We'll be fully e-commerce enabled on that website and we'll be executing what is really a unique marketing model with direct mail, email and online advertising. And that will be fully operational in the second quarter as well. So the products are great value. We have a product line extension that we're familiar with, it's getting launched and as that product shows up in the first quarter, retail traction should commence.
So you’ll be -- so the Stone & Leigh will be seeing retail floors kind of in the similar time as the adult line. Did I hear that correctly?
Yeah. It's already hit a few retail floors, but it's going to really start to expand as you get in to the second quarter.
Okay. And you mentioned that you're -- in the adult line, you're going to be stocking some inventory in your warehouse. Can you talk a little bit, I guess domestically, can you talk a little bit about what your philosophy is with that, any details you can give will be great?
I’m not sure I understand where you've come from there.
You said that you’ll see stock in your warehouse, and I’m just trying to understand what you're saying there.
Oh, yeah, sorry. It's -- when you go for as long as we have constructing a factory here over the last six months and your customers order something from 2015 and haven't seen stock on it yet, they doubt you a little bit, they haven't know about this factory. Now, they know about it, it's very understandable to them. They're excited about actually not dealing with the middleman, but dealing with the true manufacturer and that's what they're doing when they're buying from Stanley out of Starwood, because it's our management team on the ground and in that factory, managing the processes. So when they see, they kind of see the products in the warehouse, whether that be domestic warehousing or Asia warehousing, that's what they need to see and that gives them great confidence.
Got it. All right. Thank you very much.
Thank you. [Operator Instructions] Okay. It doesn't appear that we have any further questions. I'd like to turn it back over to management for any additional comments.

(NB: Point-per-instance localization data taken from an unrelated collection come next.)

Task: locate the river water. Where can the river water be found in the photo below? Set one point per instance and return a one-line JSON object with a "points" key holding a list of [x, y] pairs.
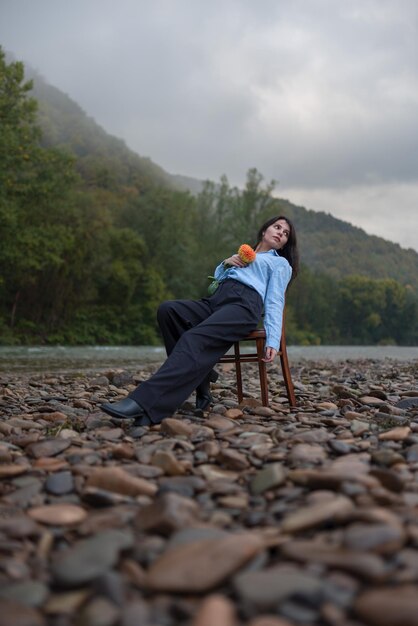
{"points": [[32, 359]]}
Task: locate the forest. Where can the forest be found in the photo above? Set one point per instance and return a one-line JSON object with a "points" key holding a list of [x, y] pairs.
{"points": [[94, 237]]}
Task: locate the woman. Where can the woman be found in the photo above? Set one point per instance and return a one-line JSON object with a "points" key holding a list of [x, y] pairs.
{"points": [[197, 333]]}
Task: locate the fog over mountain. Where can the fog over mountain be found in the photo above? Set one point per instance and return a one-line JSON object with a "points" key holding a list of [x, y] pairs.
{"points": [[319, 95]]}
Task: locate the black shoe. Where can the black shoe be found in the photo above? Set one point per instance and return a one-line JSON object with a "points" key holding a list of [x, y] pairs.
{"points": [[203, 396], [127, 409]]}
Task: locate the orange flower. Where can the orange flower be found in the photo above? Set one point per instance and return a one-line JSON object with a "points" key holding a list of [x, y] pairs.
{"points": [[246, 253]]}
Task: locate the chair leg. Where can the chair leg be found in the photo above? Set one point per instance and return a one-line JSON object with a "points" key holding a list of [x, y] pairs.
{"points": [[287, 378], [262, 370], [238, 371]]}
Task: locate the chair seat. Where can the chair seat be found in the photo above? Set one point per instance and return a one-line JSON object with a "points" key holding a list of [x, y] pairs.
{"points": [[259, 336]]}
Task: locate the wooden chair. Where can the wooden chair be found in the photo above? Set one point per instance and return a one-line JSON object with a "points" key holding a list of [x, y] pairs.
{"points": [[259, 336]]}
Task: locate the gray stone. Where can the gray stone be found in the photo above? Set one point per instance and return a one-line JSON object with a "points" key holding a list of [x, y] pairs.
{"points": [[272, 476], [265, 589], [91, 558], [28, 593], [59, 483]]}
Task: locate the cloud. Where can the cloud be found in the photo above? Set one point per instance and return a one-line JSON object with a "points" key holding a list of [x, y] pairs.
{"points": [[317, 94]]}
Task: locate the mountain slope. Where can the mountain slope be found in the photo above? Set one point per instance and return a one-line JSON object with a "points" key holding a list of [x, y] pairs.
{"points": [[327, 244]]}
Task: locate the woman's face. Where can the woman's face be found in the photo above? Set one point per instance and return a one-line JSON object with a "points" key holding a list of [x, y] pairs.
{"points": [[275, 236]]}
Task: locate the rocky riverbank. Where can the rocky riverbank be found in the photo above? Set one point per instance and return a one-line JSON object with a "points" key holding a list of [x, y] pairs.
{"points": [[243, 516]]}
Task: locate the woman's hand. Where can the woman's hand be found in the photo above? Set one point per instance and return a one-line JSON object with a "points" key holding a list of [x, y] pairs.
{"points": [[235, 261], [269, 355]]}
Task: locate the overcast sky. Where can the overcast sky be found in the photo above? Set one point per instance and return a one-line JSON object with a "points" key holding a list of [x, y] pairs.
{"points": [[320, 95]]}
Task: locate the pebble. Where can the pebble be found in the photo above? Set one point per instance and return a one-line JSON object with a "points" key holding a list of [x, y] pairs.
{"points": [[243, 515], [58, 514]]}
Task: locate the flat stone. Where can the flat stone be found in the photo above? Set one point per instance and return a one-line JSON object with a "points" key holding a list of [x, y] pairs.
{"points": [[334, 511], [213, 472], [234, 413], [15, 614], [395, 434], [232, 459], [90, 558], [9, 471], [168, 513], [28, 593], [269, 620], [372, 401], [388, 606], [60, 483], [58, 514], [221, 423], [168, 462], [368, 566], [215, 609], [304, 453], [66, 603], [388, 478], [98, 612], [264, 590], [47, 447], [174, 427], [119, 481], [200, 566], [407, 403], [359, 427], [379, 538], [270, 477]]}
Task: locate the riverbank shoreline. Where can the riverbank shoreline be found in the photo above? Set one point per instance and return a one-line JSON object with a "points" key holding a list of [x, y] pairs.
{"points": [[32, 359], [243, 516]]}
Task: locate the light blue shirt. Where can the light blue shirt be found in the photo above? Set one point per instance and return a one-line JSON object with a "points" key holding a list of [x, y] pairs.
{"points": [[269, 275]]}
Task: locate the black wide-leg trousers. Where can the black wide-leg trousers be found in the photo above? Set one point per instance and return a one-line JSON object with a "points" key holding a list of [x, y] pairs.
{"points": [[196, 334]]}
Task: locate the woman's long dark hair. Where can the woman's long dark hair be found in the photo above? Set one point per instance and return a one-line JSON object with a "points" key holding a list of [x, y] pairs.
{"points": [[290, 250]]}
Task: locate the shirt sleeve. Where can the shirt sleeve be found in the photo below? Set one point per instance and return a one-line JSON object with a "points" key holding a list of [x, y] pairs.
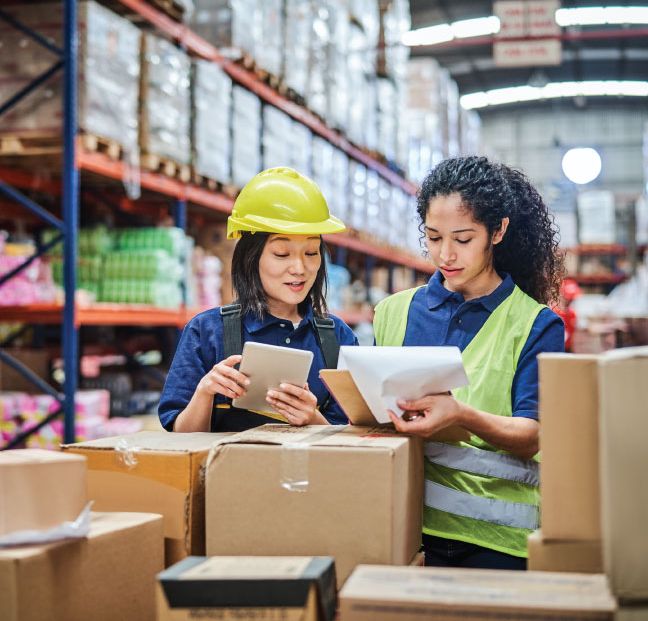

Thanks, Manny. I do want to thank Dillard Watt for your question. I want to reiterate our belief in the company's plans to depreciate our receipts, that's extremely important. I think we're going to see lower lead times, more consistent quality and better product value like we've already seen and customers are excited about this, because they’re excited anytime they can deal directly with the factory and they know that the people they're talking to have some trouble over those things. We have lot of opportunities ahead in attracting what is really an elusive millennial consumer for many of our customers and traditional channels and we just got to execute our overseas operations, plans and everything to produce growth that Stanley should begin fall into place. So we thank you a lot. We're looking forward to the future. Hope you have a great day. Thanks, Manny.
Thank you. And ladies and gentlemen, this does conclude today's teleconference. You may disconnect your lines at this time. Thank you for your participation and have a wonderful day.